Lunderberg commented on a change in pull request #39:
URL: https://github.com/apache/tvm-rfcs/pull/39#discussion_r745735959



##########
File path: rfcs/0039-buffer-physical-layout.md
##########
@@ -0,0 +1,640 @@
+- Feature Name: Buffer Physical Layout
+- Authors: Eric Lunderberg (@Lunderberg), Wuwei Lin (@vinx13)
+- Start Date: 2021-10-05
+- RFC PR: [apache/tvm-rfcs#0039](https://github.com/apache/tvm-rfcs/pull/0039)
+- GitHub Issue: Not Yet Written
+- Related RFCs: [RFC#0042](https://github.com/apache/tvm-rfcs/pull/0042)
+
+# Summary
+[summary]: #summary
+
+This RFC introduces layout transformations that can be applies to a
+buffer during the lowering process.  These transformations will be
+part of the schedule, allowing the same compute definition to be used
+across multiple different layouts.
+
+[RFC#0042](https://github.com/apache/tvm-rfcs/pull/0042) is intended
+to make these buffer transformations easier to write, though it isn't
+strictly necessary for this change.
+
+# Motivation
+[motivation]: #motivation
+
+Currently, TVM assumes that all buffers can be treated as flat memory.

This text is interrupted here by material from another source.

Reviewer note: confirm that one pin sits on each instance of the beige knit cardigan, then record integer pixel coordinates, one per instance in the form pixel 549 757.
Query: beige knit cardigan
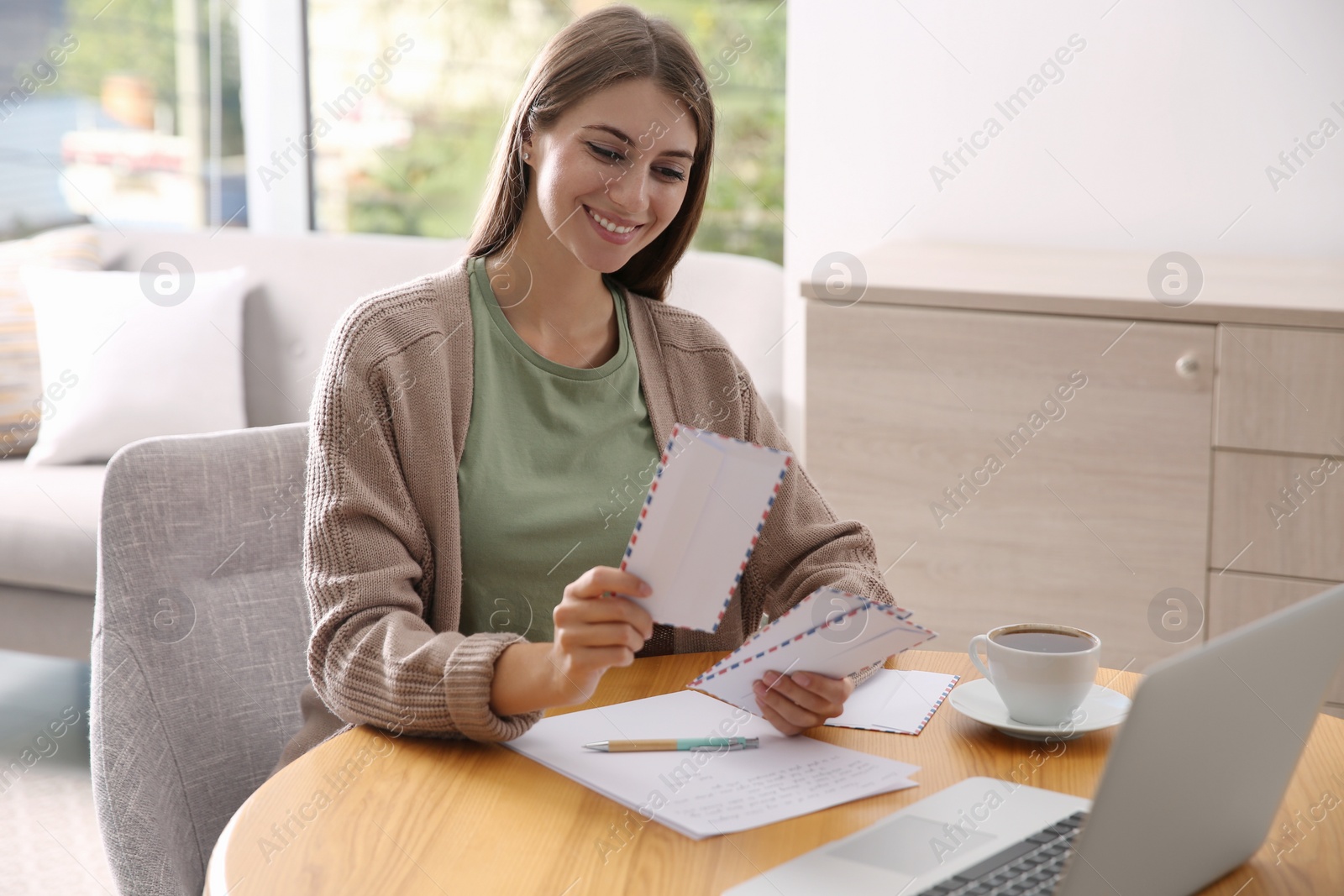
pixel 382 566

+That is, while a tensor may have N dimensions, the underlying buffer
+allocated by the low-level codegen has a single value defining the
+size, and access into that buffer is done using a single index.  This
+assumptions holds for most cases, such as a CPU accessing RAM, but
+doesn't hold in all cases.  For example, texture memory on a GPU
+requires two indices to access.
+
+In addition, computations that are semantically identical (e.g. 2-d
+convolution) require independent compute definitions and schedules
+(e.g. `conv2d_nchw` and `conv2d_hwcn`) based on the format of the data
+accepted as input.
+
+This RFC introduces a mechanism to specify transformations to be
+applied to the layout of buffers in memory, including the option to
+present multi-dimensional indices to the low-level code generators.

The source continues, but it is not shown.